What is one thing you yourself have learned from this project that you can share with us?

Okdraw Studio: Side projects like this one always help us better understand both our limitations and potentials. Working on something on your own, driven only by passion, is a great way to refresh your creativity!

Can we expect more films and animations from Okdraw Studio in the future?

Okdraw Studio: Hopefully yes, although we don’t know if we will do more films or animations anytime soon. We definitely want to keep experimenting and pursue things that we find interesting, whenever we can find the time and opportunities.

'Terra' still of a metal vaultWhile not exactly rocket science, Okdraw Studio’s first foray into animation proved challenging nonetheless. We look forward to the next mission!

Please tell us about your experience with RebusFarm. Is there anything you especially like about our service?

Okdraw Studio: We are very glad that RebusFarm believed in 'Terra' and joined us on this adventure. These types of projects are very time-consuming and resource-intensive, and since this was a non-commercial undertaking, your support meant the world to us. Our rendering experience was smooth and fast, and therefore integral in completing everything in time for the premiere.

In closing, is there anything else you want to say? Any plugs, shoutouts or present or upcoming projects you would like to mention?

Okdraw Studio: We cannot close this interview without thanking our team: Catarina, Gonçalo, and Marco. Not only are they wonderful people, they are also extremely talented; hand them some eggs to break and next thing you know they are whipping up a dessert worthy of a Michelin star.

Thanks once again to RebusFarm for your support and dedication to this project.  

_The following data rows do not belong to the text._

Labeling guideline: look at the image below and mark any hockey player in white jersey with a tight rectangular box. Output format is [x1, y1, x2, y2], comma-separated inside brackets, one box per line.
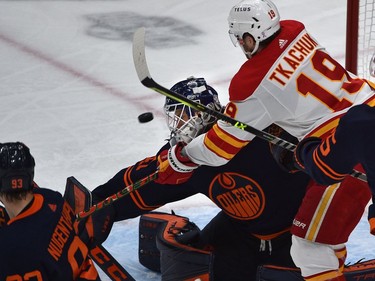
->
[152, 0, 375, 280]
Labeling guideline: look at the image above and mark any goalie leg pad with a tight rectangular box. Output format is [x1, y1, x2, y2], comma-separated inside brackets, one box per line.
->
[256, 259, 375, 281]
[290, 235, 345, 280]
[139, 212, 213, 281]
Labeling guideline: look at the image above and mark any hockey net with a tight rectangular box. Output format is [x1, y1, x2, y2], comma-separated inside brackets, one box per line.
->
[345, 0, 375, 81]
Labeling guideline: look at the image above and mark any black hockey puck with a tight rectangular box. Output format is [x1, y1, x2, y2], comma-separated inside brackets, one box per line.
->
[138, 112, 154, 123]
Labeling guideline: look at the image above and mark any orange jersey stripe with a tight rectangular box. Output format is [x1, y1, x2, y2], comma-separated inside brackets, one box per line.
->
[204, 124, 249, 160]
[305, 183, 340, 241]
[124, 166, 161, 211]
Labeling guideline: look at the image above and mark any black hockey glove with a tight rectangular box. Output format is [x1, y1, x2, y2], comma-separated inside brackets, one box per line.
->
[75, 205, 115, 249]
[265, 124, 300, 173]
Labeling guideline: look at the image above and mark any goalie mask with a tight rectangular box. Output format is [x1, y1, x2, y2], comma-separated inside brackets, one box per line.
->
[0, 142, 35, 192]
[164, 77, 222, 143]
[228, 0, 280, 56]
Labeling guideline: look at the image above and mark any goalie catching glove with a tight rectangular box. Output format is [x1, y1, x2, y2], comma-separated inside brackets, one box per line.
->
[155, 142, 198, 184]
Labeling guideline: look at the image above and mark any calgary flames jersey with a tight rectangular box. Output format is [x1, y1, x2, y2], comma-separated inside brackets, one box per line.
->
[92, 138, 310, 236]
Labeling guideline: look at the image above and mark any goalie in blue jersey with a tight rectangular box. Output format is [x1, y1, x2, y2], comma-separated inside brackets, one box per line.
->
[86, 77, 373, 281]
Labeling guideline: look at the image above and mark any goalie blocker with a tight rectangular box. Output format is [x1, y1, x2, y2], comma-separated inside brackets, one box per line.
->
[138, 212, 375, 281]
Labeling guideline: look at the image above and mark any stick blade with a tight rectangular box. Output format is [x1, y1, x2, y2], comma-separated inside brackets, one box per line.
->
[133, 27, 151, 84]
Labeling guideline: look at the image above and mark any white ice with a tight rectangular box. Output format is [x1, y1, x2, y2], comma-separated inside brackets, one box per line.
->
[0, 0, 375, 280]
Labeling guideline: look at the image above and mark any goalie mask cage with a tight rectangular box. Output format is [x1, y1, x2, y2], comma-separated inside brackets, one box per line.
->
[345, 0, 375, 81]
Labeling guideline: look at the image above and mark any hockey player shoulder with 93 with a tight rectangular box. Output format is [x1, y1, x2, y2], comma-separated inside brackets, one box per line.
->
[0, 142, 100, 281]
[92, 78, 310, 281]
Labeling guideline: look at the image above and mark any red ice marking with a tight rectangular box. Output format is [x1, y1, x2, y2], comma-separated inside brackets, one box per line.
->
[0, 34, 159, 111]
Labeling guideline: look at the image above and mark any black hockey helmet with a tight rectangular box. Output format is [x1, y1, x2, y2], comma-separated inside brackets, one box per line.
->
[164, 77, 222, 143]
[0, 142, 35, 192]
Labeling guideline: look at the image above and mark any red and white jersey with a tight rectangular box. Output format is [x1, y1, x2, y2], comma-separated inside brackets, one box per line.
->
[185, 20, 374, 166]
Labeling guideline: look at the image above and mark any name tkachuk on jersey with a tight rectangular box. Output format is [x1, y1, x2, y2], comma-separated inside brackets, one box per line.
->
[268, 32, 318, 87]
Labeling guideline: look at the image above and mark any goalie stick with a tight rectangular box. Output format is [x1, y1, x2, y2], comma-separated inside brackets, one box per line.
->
[76, 171, 158, 221]
[133, 27, 367, 182]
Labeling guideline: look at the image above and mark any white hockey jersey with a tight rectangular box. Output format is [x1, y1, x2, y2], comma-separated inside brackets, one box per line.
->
[185, 20, 375, 166]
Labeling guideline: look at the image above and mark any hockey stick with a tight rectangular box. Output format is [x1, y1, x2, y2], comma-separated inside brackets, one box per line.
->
[133, 27, 367, 182]
[76, 171, 158, 221]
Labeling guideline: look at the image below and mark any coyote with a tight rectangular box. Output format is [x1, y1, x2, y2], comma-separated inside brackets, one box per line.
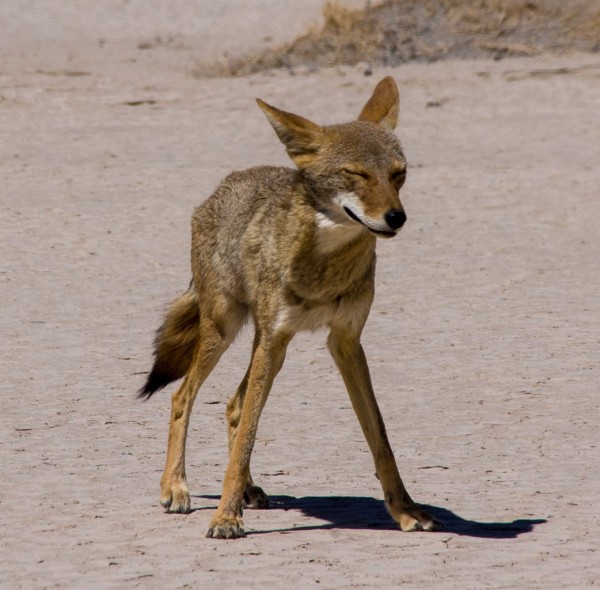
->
[139, 77, 438, 539]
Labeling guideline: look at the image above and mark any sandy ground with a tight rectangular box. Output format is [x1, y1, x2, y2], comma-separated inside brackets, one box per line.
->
[0, 1, 600, 589]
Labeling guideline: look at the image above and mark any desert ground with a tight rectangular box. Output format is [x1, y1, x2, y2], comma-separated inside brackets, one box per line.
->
[0, 0, 600, 589]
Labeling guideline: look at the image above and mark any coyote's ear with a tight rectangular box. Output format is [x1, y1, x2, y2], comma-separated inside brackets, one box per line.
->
[256, 98, 323, 167]
[358, 76, 400, 129]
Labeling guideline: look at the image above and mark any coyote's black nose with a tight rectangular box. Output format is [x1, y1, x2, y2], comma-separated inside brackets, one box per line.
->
[384, 209, 406, 229]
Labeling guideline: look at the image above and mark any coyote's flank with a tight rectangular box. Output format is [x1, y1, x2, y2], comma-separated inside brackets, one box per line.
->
[140, 77, 437, 539]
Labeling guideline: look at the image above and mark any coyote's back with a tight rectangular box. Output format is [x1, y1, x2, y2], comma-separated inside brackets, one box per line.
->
[140, 78, 436, 538]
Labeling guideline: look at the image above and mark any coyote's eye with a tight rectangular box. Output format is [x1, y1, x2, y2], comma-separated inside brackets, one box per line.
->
[390, 168, 406, 186]
[342, 168, 369, 180]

Hugo, Perdo, thank you so much for taking the time and all the best in the future!

profile photo of the Okdraw Studio team

About the studio

Founded by high school friends Hugo Ferreira and Pedro Texeira in 2013, Okdraw Studio is a high-end architectural visualization studio based in Portugal. Featuring a multidisciplinary team of architects, designers and CG talent, Okdraw aims to communicate the visions of their international client base through unique ideas and striking visuals.